Sufjan Stevens banjo

This isn’t photoshopped.

If you’ve never heard of Sufjan Stevens, here’s a quote from a well-respected music journalist that provides all the background you’ll need on Stevens for this story.

“Sufjan Stevens, much like a large turd, made a big splash when he first appeared, then was flushed down the drain as quickly as he’d arrived.”

Just kidding.  That quote was from me over a year ago.

Basically, Stevens put out an ambitious, at times well-crafted, but overall bloated, 22-track album called Illinois in 2005, and solidified his success amongst the indie music community by claiming that he intended to release a similar album, complete with the same extensive research and attention to detail that went into Illinois, for each of the remaining 49 American states.  He then publicly gave up on the effort before so much as writing another state-related note.

And this week, he gave the most hipster interview I’ve ever laid eyes upon.  What follows is just a sampling of the gems you’ll find in the Guardian UK’s interview that, I swear, reaches absurd heights of pretentiousness and indie-ness in general, the likes of which a brilliant parodist could only ever hope to come close to matching in his or her work.

  • Discussion of the 25-minute closing track of his latest studio album
  • Description of his apartment, which includes multiple ongoing sewing and knitting projects along with “construction paper, glitter and pipe-cleaners as he assembles a stop-frame animation of Royal Robertson’s art”
  • Overly dramatic, mysteriously undiagnosable physical and mental breakdowns
  • Retelling of a flare-up of an aforementioned breakdown during a viewing of Wes Anderson’s Fantastic Mr. Fox
  • The shocking revelation that he was raised by “eccentrics, hippies, spiritualists”
  • Non-ironic self-deprecation and the comparison of his latest writing process to a “second puberty.”  Stevens is 35 years old.
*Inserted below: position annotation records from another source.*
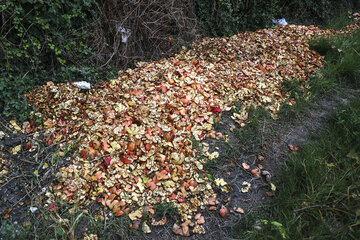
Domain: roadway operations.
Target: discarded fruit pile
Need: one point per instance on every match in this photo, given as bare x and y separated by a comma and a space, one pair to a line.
135, 131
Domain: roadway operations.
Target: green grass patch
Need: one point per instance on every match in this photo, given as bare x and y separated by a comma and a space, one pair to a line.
319, 190
253, 133
342, 55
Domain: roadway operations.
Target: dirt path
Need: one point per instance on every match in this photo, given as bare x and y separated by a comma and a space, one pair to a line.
273, 145
271, 140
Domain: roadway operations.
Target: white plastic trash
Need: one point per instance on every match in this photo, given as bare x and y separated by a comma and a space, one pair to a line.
125, 33
82, 85
281, 21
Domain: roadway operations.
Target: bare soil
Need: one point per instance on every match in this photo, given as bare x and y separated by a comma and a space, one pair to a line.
23, 189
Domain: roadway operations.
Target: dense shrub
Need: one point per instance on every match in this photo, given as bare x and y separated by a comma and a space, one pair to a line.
77, 40
226, 17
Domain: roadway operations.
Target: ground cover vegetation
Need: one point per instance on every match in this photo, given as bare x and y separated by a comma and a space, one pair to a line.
59, 41
321, 177
130, 144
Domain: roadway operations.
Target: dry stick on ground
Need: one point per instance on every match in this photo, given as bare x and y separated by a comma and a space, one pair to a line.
151, 24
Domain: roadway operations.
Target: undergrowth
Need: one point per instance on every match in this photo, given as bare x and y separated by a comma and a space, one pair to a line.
319, 189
Sufjan Stevens essentially became wildly popular for making a bold, virtually impossible claim and immediately giving up on it without any additional effort.  In related news, I’d like to use this forum to publicly announce that I intend to resurrect the bodies of Jeff Buckley, Jimi Hendrix, and John Bonham to collaborate with myself on an upcoming seven-disc concept album about the unicorn colonization of Uranus to be released by year’s end.  Spread the news!